Hon. G. Heyman: As the member knows, there was a slight drop in park usage in 2017, but that’s primarily attributable to the wildfire season. That was a drop of about 3.7 percent in 2017 from a historic high level in 2016. Overall, total park attendance, which would be day visits and overnight visits as well, has been increasing on average at an annual rate of 3.9 percent over the past five years. Overnight camping attendance experienced a similar growth of 3.7 percent each year and reached approximately 2.9 million in 2017.
To manage some of that increased demand, we have implemented a reservation system in some back-country areas, as well as front-country camping, and we’re continuing to look for new mechanisms to enable us to manage demand as well as to meet peak summer season demand.
J. Sturdy: Does the minister have access to any statistics in the Sea to Sky region?
Hon. G. Heyman: Thank you to the member. I forgot to answer that part of the question.
We don’t at the moment. The assistant deputy minister is looking for it. We may not have it immediately, until the annual report, but we’d be happy to provide it to the member at the earliest opportunity.
J. Sturdy: I certainly recognize the reservation system and its implementation and its value. I think it provides certainty in the back countrysides, without question. It enhances the quality of people’s experience. Is there any consideration for extending the back-country reservation program to other parks or in greater areas of the Sea to Sky, in particular?
Hon. G. Heyman: Garibaldi Park was where the back-country reservation system was most extensively tested. We can anticipate, based on annual reviews of demand, that the system of back-country reservations will be extended to more parks, including in the member’s region.
J. Sturdy: Other than the reservation system, does the minister have any comments around the general approach to managing demand? A 3.6 to 4 percent demand is significant. I take it that number is a statistic from the province, overall.
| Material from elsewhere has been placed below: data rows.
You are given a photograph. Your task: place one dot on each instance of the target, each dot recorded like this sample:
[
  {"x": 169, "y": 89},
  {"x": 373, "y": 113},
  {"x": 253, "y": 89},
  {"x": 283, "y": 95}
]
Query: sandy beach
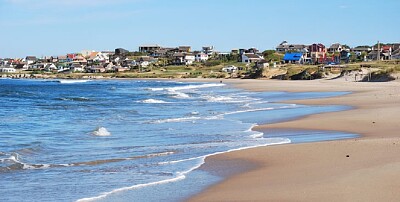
[{"x": 361, "y": 169}]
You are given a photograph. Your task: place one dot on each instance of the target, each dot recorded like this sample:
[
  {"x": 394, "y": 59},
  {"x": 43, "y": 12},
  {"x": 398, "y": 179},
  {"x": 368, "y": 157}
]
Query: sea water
[{"x": 130, "y": 140}]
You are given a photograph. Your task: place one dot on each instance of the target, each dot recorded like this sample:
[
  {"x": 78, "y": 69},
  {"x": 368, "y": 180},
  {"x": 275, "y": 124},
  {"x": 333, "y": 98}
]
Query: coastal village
[{"x": 151, "y": 58}]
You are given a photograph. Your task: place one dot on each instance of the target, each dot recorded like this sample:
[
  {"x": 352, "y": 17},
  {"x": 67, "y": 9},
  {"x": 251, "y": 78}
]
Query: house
[
  {"x": 296, "y": 57},
  {"x": 335, "y": 48},
  {"x": 79, "y": 60},
  {"x": 201, "y": 57},
  {"x": 262, "y": 64},
  {"x": 121, "y": 51},
  {"x": 184, "y": 49},
  {"x": 189, "y": 58},
  {"x": 250, "y": 57},
  {"x": 286, "y": 47},
  {"x": 230, "y": 69},
  {"x": 361, "y": 49},
  {"x": 345, "y": 56},
  {"x": 87, "y": 53},
  {"x": 96, "y": 69},
  {"x": 62, "y": 59},
  {"x": 50, "y": 67},
  {"x": 98, "y": 57},
  {"x": 149, "y": 48},
  {"x": 77, "y": 68},
  {"x": 144, "y": 61},
  {"x": 317, "y": 53},
  {"x": 36, "y": 66},
  {"x": 385, "y": 53},
  {"x": 209, "y": 50},
  {"x": 8, "y": 70},
  {"x": 183, "y": 58},
  {"x": 30, "y": 60},
  {"x": 396, "y": 54}
]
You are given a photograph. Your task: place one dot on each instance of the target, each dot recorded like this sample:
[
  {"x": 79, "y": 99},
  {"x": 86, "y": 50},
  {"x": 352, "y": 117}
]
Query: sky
[{"x": 56, "y": 27}]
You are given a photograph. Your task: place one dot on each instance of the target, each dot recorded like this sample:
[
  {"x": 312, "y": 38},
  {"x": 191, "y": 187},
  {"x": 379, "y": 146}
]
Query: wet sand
[{"x": 361, "y": 169}]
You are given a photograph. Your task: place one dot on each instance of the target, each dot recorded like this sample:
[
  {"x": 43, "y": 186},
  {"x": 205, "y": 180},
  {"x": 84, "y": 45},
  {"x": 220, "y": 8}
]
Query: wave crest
[{"x": 101, "y": 131}]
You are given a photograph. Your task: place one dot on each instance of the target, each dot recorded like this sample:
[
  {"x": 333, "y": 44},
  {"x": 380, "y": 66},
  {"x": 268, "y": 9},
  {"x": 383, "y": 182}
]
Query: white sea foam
[
  {"x": 186, "y": 119},
  {"x": 182, "y": 119},
  {"x": 187, "y": 87},
  {"x": 153, "y": 101},
  {"x": 70, "y": 81},
  {"x": 181, "y": 175},
  {"x": 177, "y": 94},
  {"x": 101, "y": 131},
  {"x": 250, "y": 110}
]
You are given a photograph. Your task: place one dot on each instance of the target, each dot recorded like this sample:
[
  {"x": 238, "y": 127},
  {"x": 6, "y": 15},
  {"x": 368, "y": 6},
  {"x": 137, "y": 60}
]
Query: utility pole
[{"x": 378, "y": 57}]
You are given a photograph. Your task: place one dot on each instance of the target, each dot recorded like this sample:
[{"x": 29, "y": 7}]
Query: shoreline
[{"x": 378, "y": 135}]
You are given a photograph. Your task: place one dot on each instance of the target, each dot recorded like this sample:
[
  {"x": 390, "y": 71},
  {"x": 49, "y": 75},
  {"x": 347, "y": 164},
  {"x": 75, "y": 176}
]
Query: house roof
[
  {"x": 178, "y": 55},
  {"x": 291, "y": 46},
  {"x": 292, "y": 56},
  {"x": 335, "y": 46},
  {"x": 30, "y": 57},
  {"x": 93, "y": 55},
  {"x": 252, "y": 55}
]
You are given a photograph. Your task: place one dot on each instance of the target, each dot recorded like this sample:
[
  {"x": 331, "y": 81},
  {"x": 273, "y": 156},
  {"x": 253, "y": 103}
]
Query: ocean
[{"x": 132, "y": 140}]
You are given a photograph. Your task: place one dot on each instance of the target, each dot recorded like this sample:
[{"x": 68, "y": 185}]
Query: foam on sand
[
  {"x": 181, "y": 175},
  {"x": 188, "y": 87},
  {"x": 101, "y": 131}
]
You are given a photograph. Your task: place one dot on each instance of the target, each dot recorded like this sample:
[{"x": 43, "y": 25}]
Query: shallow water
[{"x": 124, "y": 140}]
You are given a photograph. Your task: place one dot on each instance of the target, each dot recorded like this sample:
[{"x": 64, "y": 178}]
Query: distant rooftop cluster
[
  {"x": 146, "y": 56},
  {"x": 318, "y": 53}
]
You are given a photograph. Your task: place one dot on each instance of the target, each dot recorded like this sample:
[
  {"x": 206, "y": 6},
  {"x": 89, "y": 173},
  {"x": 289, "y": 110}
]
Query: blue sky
[{"x": 54, "y": 27}]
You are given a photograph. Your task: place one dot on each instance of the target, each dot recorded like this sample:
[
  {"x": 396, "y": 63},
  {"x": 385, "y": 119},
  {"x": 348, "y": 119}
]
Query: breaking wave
[
  {"x": 152, "y": 101},
  {"x": 187, "y": 87},
  {"x": 101, "y": 131},
  {"x": 71, "y": 81},
  {"x": 13, "y": 162}
]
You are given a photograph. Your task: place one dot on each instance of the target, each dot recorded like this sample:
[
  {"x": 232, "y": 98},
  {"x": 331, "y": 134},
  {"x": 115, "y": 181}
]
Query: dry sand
[{"x": 362, "y": 169}]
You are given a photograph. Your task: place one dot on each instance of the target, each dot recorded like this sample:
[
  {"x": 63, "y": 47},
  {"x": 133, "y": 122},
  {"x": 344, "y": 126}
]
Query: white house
[
  {"x": 7, "y": 70},
  {"x": 189, "y": 58},
  {"x": 251, "y": 57},
  {"x": 230, "y": 69},
  {"x": 201, "y": 57},
  {"x": 99, "y": 57},
  {"x": 50, "y": 67},
  {"x": 30, "y": 60}
]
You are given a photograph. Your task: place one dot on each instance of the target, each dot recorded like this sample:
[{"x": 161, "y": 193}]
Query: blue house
[{"x": 293, "y": 58}]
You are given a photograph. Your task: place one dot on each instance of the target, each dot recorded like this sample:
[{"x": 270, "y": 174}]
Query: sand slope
[{"x": 362, "y": 169}]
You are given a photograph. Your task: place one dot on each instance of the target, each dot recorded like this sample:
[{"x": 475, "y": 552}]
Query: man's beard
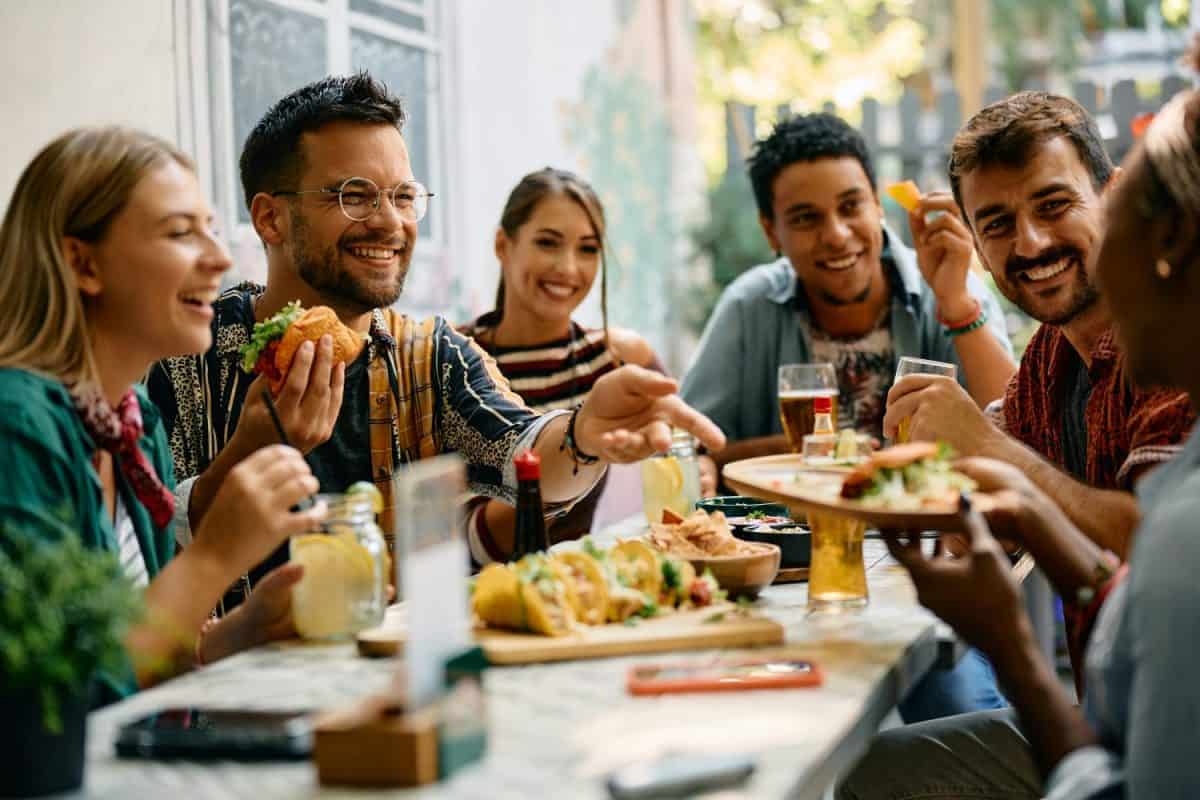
[
  {"x": 325, "y": 272},
  {"x": 1084, "y": 292},
  {"x": 861, "y": 298}
]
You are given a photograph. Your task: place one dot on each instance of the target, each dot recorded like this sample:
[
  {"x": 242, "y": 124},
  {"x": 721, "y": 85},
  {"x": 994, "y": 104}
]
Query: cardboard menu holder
[
  {"x": 376, "y": 744},
  {"x": 433, "y": 720}
]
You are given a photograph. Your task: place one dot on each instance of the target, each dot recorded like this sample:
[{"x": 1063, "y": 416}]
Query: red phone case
[{"x": 720, "y": 677}]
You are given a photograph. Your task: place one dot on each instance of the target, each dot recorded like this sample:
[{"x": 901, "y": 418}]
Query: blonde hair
[{"x": 76, "y": 186}]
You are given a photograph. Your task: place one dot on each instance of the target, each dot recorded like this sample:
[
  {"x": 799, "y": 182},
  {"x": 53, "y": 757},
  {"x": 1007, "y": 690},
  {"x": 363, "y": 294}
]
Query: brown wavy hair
[{"x": 522, "y": 202}]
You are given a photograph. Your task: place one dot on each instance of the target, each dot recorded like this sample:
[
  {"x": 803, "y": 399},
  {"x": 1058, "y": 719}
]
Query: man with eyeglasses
[{"x": 331, "y": 194}]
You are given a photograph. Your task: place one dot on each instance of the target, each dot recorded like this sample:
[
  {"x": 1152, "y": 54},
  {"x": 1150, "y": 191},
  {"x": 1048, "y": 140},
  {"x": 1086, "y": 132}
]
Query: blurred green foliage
[{"x": 64, "y": 612}]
When we look at certain regions — which is why I’ll be interested in seeing what those numbers look like on the Sea to Sky — I expect that number is probably in excess of the provincial average.
But is there any other approach that the ministry is considering with regard to managing demand?
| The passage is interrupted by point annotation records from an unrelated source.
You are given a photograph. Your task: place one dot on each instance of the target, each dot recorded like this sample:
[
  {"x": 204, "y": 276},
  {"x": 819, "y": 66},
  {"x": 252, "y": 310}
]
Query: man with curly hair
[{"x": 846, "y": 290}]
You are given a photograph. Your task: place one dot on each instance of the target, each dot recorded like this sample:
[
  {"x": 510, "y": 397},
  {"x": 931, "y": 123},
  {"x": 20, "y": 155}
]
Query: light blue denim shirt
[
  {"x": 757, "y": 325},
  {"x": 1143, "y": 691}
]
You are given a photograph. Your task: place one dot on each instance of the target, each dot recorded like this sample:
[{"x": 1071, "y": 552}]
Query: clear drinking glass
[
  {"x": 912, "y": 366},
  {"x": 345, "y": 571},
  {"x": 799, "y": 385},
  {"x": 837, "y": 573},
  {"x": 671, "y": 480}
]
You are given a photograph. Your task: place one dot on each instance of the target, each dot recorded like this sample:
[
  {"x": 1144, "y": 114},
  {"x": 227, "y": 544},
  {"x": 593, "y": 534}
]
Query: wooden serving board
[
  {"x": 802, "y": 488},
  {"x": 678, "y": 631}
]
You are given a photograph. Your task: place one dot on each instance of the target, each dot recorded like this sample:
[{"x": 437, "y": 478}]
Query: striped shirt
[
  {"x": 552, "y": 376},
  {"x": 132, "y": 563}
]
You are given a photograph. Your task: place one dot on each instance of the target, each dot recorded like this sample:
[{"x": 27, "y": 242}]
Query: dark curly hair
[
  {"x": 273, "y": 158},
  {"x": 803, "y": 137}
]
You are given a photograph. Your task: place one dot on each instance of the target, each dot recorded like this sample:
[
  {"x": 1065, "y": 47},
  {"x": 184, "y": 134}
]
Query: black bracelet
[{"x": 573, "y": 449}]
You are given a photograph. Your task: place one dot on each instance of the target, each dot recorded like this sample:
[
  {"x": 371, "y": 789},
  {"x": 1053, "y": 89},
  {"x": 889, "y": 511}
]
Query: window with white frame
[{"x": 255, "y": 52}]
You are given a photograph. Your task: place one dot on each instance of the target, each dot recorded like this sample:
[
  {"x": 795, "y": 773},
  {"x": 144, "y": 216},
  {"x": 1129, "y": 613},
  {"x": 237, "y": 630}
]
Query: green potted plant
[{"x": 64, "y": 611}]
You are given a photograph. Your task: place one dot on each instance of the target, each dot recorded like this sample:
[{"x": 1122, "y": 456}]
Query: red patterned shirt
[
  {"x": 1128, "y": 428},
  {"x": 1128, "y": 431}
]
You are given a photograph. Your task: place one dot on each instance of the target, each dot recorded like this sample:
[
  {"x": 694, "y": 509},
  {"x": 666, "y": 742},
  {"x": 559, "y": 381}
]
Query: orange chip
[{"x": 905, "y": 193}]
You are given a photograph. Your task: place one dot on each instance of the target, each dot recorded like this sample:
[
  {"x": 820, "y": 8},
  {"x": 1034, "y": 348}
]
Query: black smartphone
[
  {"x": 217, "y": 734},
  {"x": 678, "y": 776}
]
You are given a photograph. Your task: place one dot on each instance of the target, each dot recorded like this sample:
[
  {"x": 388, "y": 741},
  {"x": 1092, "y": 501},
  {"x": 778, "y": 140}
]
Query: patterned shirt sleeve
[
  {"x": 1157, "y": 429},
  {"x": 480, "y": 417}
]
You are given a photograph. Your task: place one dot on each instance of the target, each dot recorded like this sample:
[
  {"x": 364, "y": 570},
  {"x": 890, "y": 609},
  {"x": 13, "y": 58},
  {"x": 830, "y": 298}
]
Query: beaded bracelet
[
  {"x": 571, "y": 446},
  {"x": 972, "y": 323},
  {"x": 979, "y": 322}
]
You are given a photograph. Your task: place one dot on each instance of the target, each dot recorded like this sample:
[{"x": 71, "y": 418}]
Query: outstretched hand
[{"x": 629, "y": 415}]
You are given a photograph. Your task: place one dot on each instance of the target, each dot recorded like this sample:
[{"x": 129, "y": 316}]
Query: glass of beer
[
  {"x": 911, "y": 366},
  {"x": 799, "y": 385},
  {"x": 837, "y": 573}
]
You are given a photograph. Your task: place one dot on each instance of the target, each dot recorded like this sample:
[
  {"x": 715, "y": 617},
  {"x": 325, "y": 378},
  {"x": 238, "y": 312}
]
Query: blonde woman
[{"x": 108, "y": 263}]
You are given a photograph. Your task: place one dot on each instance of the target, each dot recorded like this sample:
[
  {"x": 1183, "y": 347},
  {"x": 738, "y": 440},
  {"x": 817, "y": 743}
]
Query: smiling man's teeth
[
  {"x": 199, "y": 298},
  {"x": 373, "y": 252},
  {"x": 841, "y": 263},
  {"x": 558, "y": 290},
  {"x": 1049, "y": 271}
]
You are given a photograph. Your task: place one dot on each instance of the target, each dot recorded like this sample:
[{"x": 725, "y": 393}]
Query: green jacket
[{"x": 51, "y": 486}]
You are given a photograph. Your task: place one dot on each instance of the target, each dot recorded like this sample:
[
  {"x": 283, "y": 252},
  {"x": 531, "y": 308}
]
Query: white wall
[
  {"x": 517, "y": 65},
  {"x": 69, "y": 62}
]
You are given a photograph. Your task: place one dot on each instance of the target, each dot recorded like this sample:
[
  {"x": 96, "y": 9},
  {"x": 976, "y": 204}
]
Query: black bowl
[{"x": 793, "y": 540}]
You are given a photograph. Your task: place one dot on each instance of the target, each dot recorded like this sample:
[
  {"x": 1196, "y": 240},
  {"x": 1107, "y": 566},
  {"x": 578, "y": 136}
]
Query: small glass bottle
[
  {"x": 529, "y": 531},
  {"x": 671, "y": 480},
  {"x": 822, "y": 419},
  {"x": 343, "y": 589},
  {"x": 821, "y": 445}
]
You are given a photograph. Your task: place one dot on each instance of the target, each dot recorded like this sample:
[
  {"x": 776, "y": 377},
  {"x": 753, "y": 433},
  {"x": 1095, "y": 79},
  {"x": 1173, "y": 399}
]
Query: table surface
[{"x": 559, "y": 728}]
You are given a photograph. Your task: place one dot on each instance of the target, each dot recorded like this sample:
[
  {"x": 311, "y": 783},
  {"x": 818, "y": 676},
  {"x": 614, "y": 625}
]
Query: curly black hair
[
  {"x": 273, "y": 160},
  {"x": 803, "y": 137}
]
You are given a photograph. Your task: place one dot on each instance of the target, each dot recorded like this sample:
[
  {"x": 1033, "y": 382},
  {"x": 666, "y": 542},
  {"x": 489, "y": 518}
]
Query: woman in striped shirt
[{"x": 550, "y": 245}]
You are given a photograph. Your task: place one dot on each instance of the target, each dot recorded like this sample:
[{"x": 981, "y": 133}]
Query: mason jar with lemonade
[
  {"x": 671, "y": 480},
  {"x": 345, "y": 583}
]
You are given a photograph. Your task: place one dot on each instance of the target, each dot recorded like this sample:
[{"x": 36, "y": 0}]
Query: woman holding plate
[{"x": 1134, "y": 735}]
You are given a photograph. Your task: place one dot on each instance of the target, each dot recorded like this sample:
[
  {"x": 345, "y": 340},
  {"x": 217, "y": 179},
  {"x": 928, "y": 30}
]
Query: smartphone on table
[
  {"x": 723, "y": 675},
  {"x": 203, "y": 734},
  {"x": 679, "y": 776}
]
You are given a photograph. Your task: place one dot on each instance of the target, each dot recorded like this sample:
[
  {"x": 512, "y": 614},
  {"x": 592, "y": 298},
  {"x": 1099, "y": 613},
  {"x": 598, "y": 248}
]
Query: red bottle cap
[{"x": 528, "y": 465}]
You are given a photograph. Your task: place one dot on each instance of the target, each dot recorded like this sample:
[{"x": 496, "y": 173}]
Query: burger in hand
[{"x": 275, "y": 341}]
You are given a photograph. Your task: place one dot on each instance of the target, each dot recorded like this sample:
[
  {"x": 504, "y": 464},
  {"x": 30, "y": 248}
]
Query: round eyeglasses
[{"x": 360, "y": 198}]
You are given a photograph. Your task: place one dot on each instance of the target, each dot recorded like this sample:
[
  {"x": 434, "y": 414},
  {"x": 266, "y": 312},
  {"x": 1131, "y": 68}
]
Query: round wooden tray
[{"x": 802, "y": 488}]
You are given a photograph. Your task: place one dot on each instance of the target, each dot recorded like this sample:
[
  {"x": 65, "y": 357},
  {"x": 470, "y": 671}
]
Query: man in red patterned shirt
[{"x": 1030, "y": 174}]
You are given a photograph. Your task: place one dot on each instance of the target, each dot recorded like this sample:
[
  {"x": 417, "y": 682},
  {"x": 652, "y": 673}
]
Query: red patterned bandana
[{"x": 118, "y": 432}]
Hon. G. Heyman: One of the classic tenets of meeting demand is to increase supply, so we are in the process of increasing supply. We’re increasing camping opportunities, with the investing of up to $22.9 million to add more than 1,900 new campsites over five years — 800 of which will be in provincial parks, and more than 1,000 will be in recreation sites.
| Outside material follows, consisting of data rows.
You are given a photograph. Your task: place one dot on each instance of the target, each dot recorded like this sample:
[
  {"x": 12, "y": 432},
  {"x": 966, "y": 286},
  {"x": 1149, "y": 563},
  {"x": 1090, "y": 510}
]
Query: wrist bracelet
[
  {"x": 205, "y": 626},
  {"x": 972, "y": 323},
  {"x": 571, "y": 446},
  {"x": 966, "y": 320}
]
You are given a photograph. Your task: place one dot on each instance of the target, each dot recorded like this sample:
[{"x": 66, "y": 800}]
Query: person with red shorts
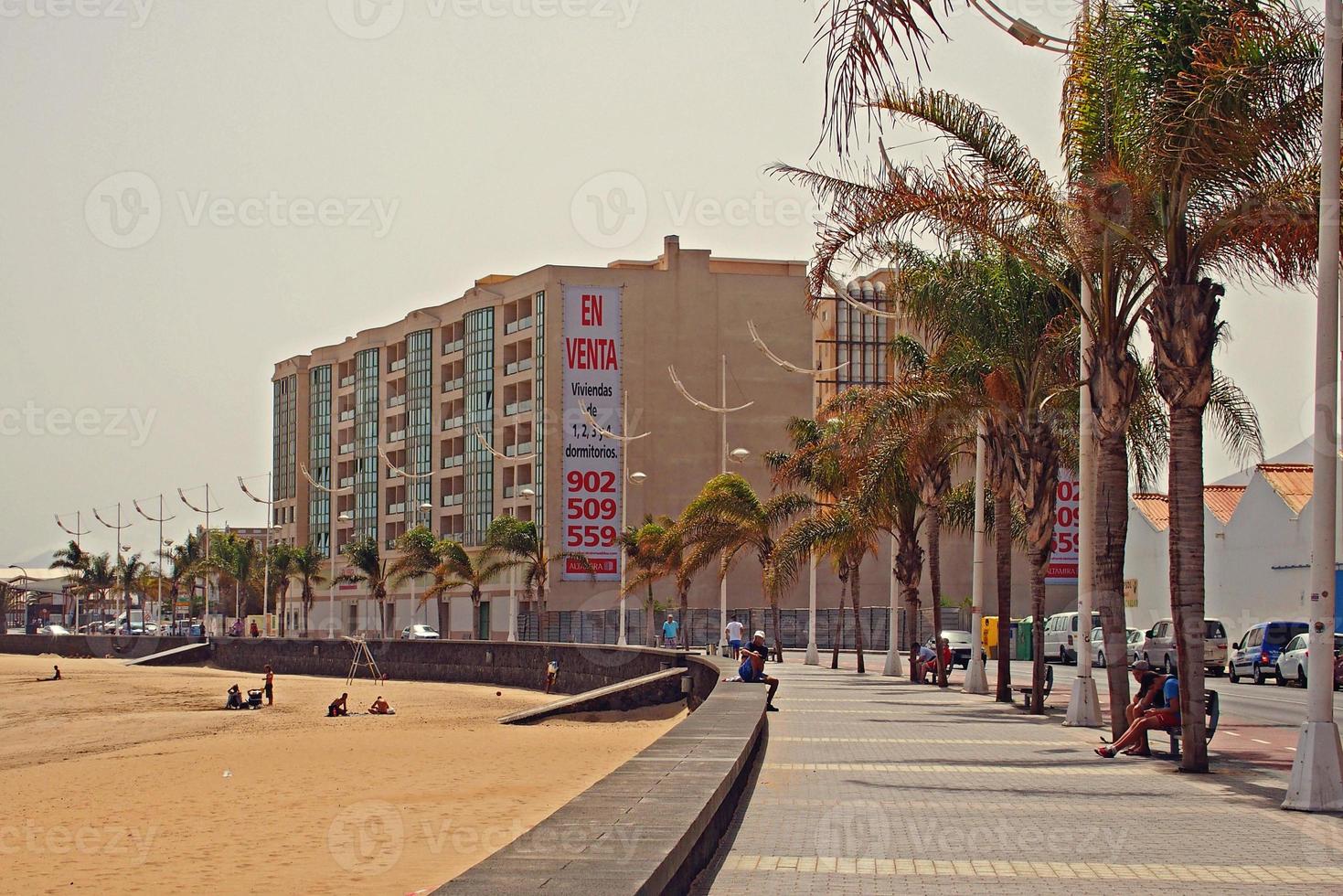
[{"x": 1162, "y": 718}]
In addition, we are doing some marketing to ensure that when people are looking at a camping opportunity in a really popular site, they may see a site not much further from them that has greater accessibility, and trying to make sure they’re aware of that so that they have an option for at least a second-choice camping opportunity.
The changes we’ve made to the reservation system have increased access for B.C. residents. By ensuring that some of the ways that people were using to kind of get around the intent of the reservation system…. Loopholes were closed, and we’ll continue to monitor that system. If it appears to us that there’s, again, a deepening problem for B.C. residents having access to camping opportunities, we may look at further measures to increase, again, access for B.C. residents for those camping opportunities.
J. Sturdy: Just some clarification. I think the minister said $22.9 million. Is that correct?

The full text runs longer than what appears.